Another way to understand this is that the first lens, being backside-front, acts as a circular polarizer: it takes initially unpolarized light and it produces right CPL, which it was originally designed to select for. This is then passed on to the second lens, which is designed to select for the opposite handedness of CPL, so there is no transmission. If you turn the lenses relative to each other you are effectively trying to rotate the right CPL in the middle before it gets projected out by the left-CPL polarizer. However, rotating CPL has no effect on it (rotate a spiral and you'll get a shifted spiral), and this is why all orientations in this configuration have zero transmittance.
(iii) 1A 2B
I think I've got most everything covered so I'll go a bit more briskly.



*

*The first QWP does nothing to unpolarized light.

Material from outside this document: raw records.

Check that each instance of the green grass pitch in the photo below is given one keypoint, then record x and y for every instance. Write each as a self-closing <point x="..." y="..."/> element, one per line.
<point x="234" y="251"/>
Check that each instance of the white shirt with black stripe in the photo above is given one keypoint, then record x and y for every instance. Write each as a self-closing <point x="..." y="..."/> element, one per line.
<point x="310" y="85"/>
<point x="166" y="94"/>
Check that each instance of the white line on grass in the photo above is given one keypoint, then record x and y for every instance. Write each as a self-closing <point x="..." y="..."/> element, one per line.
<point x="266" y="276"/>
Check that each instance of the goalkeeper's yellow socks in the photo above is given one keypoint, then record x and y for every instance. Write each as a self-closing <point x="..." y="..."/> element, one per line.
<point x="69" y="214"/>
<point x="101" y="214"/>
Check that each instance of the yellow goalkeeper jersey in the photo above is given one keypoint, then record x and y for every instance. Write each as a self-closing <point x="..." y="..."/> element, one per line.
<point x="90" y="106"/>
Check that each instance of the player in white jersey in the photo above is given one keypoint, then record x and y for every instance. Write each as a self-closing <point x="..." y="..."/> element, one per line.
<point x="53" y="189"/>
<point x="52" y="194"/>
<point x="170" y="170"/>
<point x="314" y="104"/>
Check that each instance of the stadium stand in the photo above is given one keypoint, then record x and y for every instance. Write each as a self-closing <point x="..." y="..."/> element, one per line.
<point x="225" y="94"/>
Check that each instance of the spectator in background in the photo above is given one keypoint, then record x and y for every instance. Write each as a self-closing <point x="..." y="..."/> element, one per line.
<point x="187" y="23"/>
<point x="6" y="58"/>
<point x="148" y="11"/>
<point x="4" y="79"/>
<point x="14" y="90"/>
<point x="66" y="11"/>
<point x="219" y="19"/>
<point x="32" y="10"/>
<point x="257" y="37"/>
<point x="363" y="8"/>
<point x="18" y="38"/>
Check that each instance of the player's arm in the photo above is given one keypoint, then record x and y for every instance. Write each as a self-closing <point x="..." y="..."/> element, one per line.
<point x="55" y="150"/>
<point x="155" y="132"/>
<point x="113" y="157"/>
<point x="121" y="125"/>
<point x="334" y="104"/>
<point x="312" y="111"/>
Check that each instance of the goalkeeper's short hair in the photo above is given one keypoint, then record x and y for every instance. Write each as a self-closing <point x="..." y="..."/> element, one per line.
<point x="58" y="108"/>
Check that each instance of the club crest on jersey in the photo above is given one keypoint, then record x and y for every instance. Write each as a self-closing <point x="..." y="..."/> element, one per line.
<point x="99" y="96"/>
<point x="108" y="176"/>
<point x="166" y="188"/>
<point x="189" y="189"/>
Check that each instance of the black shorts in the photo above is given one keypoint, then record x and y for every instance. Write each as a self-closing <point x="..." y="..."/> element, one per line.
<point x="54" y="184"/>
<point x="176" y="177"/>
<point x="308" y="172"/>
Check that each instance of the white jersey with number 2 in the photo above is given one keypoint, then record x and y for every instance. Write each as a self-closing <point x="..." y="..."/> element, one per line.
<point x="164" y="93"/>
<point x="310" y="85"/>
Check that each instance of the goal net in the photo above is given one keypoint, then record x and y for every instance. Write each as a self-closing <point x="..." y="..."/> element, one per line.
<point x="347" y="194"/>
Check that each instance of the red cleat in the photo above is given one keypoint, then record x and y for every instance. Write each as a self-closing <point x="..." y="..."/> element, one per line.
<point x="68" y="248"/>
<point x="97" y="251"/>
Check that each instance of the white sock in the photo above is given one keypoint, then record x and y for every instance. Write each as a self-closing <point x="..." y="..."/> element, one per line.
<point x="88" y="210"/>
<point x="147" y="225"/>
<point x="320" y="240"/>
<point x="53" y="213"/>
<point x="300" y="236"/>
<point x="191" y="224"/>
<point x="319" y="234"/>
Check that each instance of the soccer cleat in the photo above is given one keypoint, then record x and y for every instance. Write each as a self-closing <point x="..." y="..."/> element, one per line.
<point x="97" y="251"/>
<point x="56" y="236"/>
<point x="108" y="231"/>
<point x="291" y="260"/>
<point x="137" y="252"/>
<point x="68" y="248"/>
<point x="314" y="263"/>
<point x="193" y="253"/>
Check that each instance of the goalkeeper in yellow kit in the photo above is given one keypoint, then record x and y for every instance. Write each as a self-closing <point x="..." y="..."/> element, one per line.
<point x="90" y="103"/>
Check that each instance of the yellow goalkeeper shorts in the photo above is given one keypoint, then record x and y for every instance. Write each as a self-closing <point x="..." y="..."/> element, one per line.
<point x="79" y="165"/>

*The first polarizer projects along D.

*The second polarizer is also along D, so there is no effect.

*The final QWP's effect is irrelevant.


Thus the final effect is exactly the same as a single lens, at 1/2 of the intensity.
For the rotated one, 



*

*The first QWP does nothing to unpolarized light.

*The first polaroid projects along D.

*The second polaroid is now along A, so it kills the signal.


This matches your third set of images.

OK, so that's a qualitative explanation for all the images you posted. This must also be able to account for the observations at intermediate orientations (though for (ii) that will probably be messy). Let me go quickly through your questions:
Two of the "colours" you identify are not actually that. They are just the gray that comes from two consecutive polarizers, and the black corresponding to no transmission. (Assuming perfect polarizers, of course; in the real world there will be some minor transmission.)
The other two colours, however, are quite interesting. They arise in situation (i), where a quarter-wave plate is sandwiched between polaroids. Here, however, without a more in-depth look at those quarter-wave plates, one can only guess. Circularly polarized light can be thought of as equal amounts of horizontally and vertically polarized light, temporally displaced by half a period. A QWP delays one of those components by that amount so that they fall in step and therefore make linearly polarized light along A or D.
However, doing that is tricky and depends on the frequency. The trick is to have different refraction indices for H and V polarized light, so they acquire different phases. This depends quite heavily on the light's frequency and therefore its colour, which means that the QWP's effect on different colours will be different. Hence the different colours in part (i).
The short answer to your second question is that the lenses are two-sided. One side has a waveplate and the other a polaroid. Thus turning them radically changes the situation.
And, finally: does polarization play a role in these lenses? Yes!